Pour René Dosière, député socialiste et spécialiste du train de vie de l’État, ce nouveau décret est avant tout « symbolique ». « Les économies qu’il va permettre de réaliser, que j’estime autour de 3 millions d’euros, sont significatives mais dans l’absolu, ça reste faible », explique-t-il à Marianne, se félicitant néanmoins du « gain de transparence et de clarté que le décret apporte : les dépenses seront limitées et mieux encadrées. Auparavant, toutes les dépenses réalisées pour les anciens chefs de l’État étaient très opaques. »
Et pour cause : jusqu’à ce mercredi matin, les anciens présidents de la République pouvaient bénéficier de ces privilèges sur la seule base d’une lettre, rédigée en 1985 par Laurent Fabius, alors Premier ministre à l'ex-chef de l'Etat Valéry Giscard d'Estaing et qui en fixait les contours. En sept petits articles, le décret publié aujourd’hui permet de mieux encadrer la pratique. « Oui, il y a un début de régularisation », estime Jean-Christophe Picard, le président de l’association Anticor, qui lutte pour la transparence en politique et avait contesté le mois dernier devant le Conseil d’État la légalité du courrier de Laurent Fabius fixant le statut des anciens Présidents de la République. « Jusqu’à ici, pour encadrer les privilèges en question, il n’y avait qu’une lettre dans un tiroir, c’est peu ! »
Mais, comme René Dosière, Jean-Christophe Picard regrettent que le décret n’aille pas plus loin.

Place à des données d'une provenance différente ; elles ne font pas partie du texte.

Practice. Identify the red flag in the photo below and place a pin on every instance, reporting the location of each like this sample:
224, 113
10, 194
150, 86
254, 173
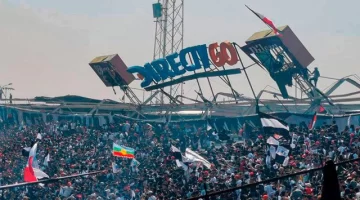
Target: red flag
321, 109
313, 122
266, 20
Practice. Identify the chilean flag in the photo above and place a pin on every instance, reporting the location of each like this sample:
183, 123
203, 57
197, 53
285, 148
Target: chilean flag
29, 174
32, 172
266, 20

Le président d’Anticor s’étonne notamment que François Hollande, qui sera lui-même concerné par le décret à la fin de son mandat, n'ait pas laissé la main au Parlement. « Le problème du cumul des retraites n’est pas du tout abordé, par exemple. C’est tout de même gênant qu’un président à la retraite touche plus qu’un président en activité. Dans les autres métiers, ça n’existe pas ».

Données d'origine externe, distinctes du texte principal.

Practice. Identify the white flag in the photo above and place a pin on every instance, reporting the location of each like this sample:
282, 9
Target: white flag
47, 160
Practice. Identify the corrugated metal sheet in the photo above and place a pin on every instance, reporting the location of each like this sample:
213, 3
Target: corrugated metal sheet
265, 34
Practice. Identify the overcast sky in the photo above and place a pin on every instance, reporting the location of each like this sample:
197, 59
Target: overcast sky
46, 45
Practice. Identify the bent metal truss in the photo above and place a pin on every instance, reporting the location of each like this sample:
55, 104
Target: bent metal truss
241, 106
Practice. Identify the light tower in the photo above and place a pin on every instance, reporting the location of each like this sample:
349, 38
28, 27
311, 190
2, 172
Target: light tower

Car si le décret régularise et limite les dépenses matérielles, il fait totalement abstraction de la question de la rémunération accordée aux ex-chefs de l’État. Une dotation instaurée par une loi datant de 1955 et qui atteint 65.000 euros annuels. Ajoutée aux 14.400 euros bruts perçus chaque mois en tant que membre de droit du Conseil constitutionnel, ces chefs de l’État à la retraite peuvent prétendre à près de 20.000 euros par mois. La loi qui fait des anciens Présidents de la République des membres de droit du Conseil constitutionnel étant inscrite dans la Constitution, elle ne peut être modifiée que dans le cadre d’une révision, qui n’est pas à l’ordre du jour. « L’idée que les ex-présidents ne doivent plus siéger parmi les Sages est de plus en plus partagée par la gauche et la droite, assure pourtant René Dosière. Mais on ne peut pas envisager de modifier la Constitution seulement pour changer cela. Et même si le nouveau décret est susceptible de faire bouger les choses, il est certain que cette réforme ne se fera pas d’ici la fin du quinquennat Hollande ». C’était pourtant son 47e engagement de campagne en 2012.